Orosz Álmos, Héberger Károly, Rácz Anita
Plasma Chemistry Research Group, Research Centre for Natural Sciences, Budapest, Hungary.
Front Chem. 2022 Jun 8;10:852893. doi: 10.3389/fchem.2022.852893. eCollection 2022.
The screening of compounds for ADME-Tox targets plays an important role in drug design. QSPR models can increase the speed of these specific tasks, although the performance of the models highly depends on several factors, such as the applied molecular descriptors. In this study, a detailed comparison of the most popular descriptor groups has been carried out for six main ADME-Tox classification targets: Ames mutagenicity, P-glycoprotein inhibition, hERG inhibition, hepatotoxicity, blood-brain-barrier permeability, and cytochrome P450 2C9 inhibition. The literature-based, medium-sized binary classification datasets (all above 1,000 molecules) were used for the model building by two common algorithms, XGBoost and the RPropMLP neural network. Five molecular representation sets were compared along with their joint applications: Morgan, Atompairs, and MACCS fingerprints, and the traditional 1D and 2D molecular descriptors, as well as 3D molecular descriptors, separately. The statistical evaluation of the model performances was based on 18 different performance parameters. Although all the developed models were close to the usual performance of QSPR models for each specific ADME-Tox target, the results clearly showed the superiority of the traditional 1D, 2D, and 3D descriptors in the case of the XGBoost algorithm. It is worth trying the classical tools in single model building because the use of 2D descriptors can produce even better models for almost every dataset than the combination of all the examined descriptor sets.

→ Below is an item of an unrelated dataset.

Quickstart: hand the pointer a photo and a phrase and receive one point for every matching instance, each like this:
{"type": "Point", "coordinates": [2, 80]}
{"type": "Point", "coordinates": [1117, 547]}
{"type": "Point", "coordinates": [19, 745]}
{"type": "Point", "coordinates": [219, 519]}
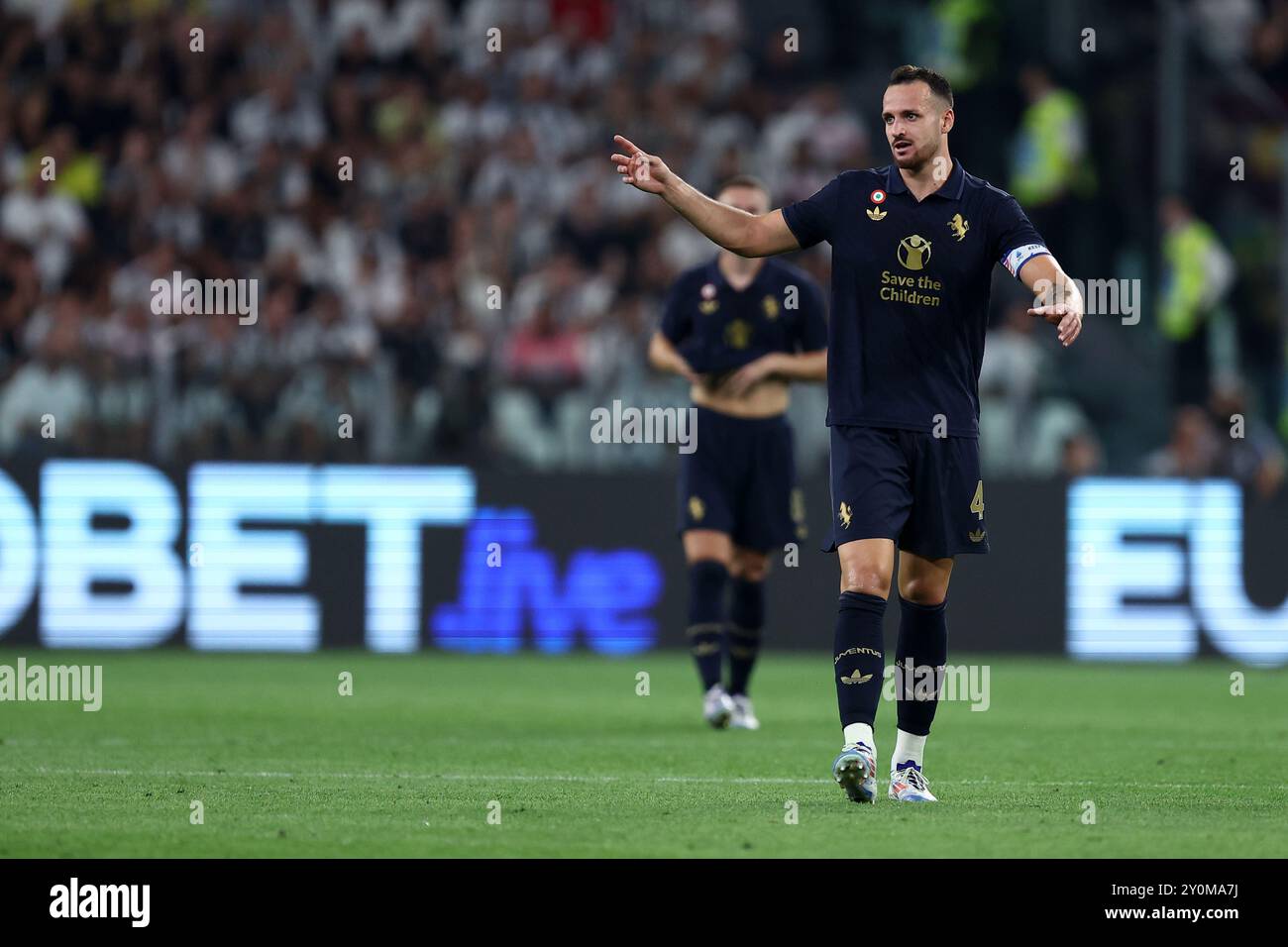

对化合物进行药物代谢及毒理学(ADME-Tox)靶点筛选在药物设计中起着重要作用。定量构效关系(QSPR)模型可以提高这些特定任务的速度,尽管模型的性能在很大程度上取决于几个因素,如所应用的分子描述符。在本研究中,针对六个主要的ADME-Tox分类靶点,对最流行的描述符组进行了详细比较:艾姆斯致突变性、P-糖蛋白抑制、人乙醚-去极化相关基因(hERG)抑制、肝毒性、血脑屏障通透性和细胞色素P450 2C9抑制。基于文献的中型二元分类数据集(均超过1000个分子)通过两种常用算法XGBoost和RPropMLP神经网络用于模型构建。比较了五个分子表示集及其联合应用:摩根指纹、原子对指纹和MACCS指纹,以及传统的一维和二维分子描述符,还有单独的三维分子描述符。模型性能的统计评估基于18个不同的性能参数。尽管针对每个特定的ADME-Tox靶点,所有开发的模型都接近QSPR模型的通常性能,但结果清楚地表明,在XGBoost算法的情况下,传统的一维、二维和三维描述符具有优越性。在单模型构建中值得尝试经典工具,因为对于几乎每个数据集,使用二维描述符比所有检查的描述符集的组合能产生更好的模型。